C'est pas mal non ? (Évidemment, sachant que la côte d'ivoire ne produit qu'une partie infime du
latex dans le monde et que tous les pneus ne finissent pas en Afrique il y a peu de chance pour
que la molécule retrouve son pays d'origine, mais tout est possible, et on ne sait jamais.)
Et puis cette déco ça donne un petit côté sympathique à cette zone industrielle...
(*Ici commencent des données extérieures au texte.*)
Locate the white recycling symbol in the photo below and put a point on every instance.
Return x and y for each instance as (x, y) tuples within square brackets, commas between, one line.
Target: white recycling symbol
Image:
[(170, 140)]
Je me rappelle quand cette "clôture" était en cours de construction. Un jardinier était affairé
à creuser des trous pour planter les pneumatiques. J'ai alors demandé à mon compagnon si les
initiateurs de ce projet espéraient ainsi voir pousser des arbres à pneu... Ça l'a fait rire. Il
a dit que j'étais méchant.
Quand on voit les objets qui sont utilisés dans tous les sens et bouffés jusqu'à la moelle, et
réutilisés infiniment je me dis que de ce point de vue là, l'Afrique est vraiment un pays
"durable" et a beaucoup à nous apprendre. Biensûr il n'existe aucune loi qui va dans ce sens (ou
elles ne sont pas appliquées ce qui revient au même) et c'est plus par nécessité que ce
phénomène existe mais ça donne à ce continent un petit côté génial. En occident on chercherait
plutôt à acheter un palissade flambant neuve toute fade "chez un faiseur de palissade et de
clôtures" puis on ferait poser ça uniformément pour qu'elle ressemble à celle du voisin.
-Toujours acheter-.
Mais ici, comme il n'y a pas forcément les moyens (ou qu'on veut les consacrer à autre chose) et bien on choisit une autre solution. Plus voyante, plus économique, plus locale...Et même si elle n'était pas forcément acceptée en Europe cette clôture de pneus, je trouve qu'elle est à sa parfaite place à cet endroit et à ce moment-là.
CCL -> Voilà pourquoi la petite molécule de caoutchouc peut être fière d'elle.
La semaine prochaine, nous suivrons les aventures d'Indiana Jones en forêt. À bientôt.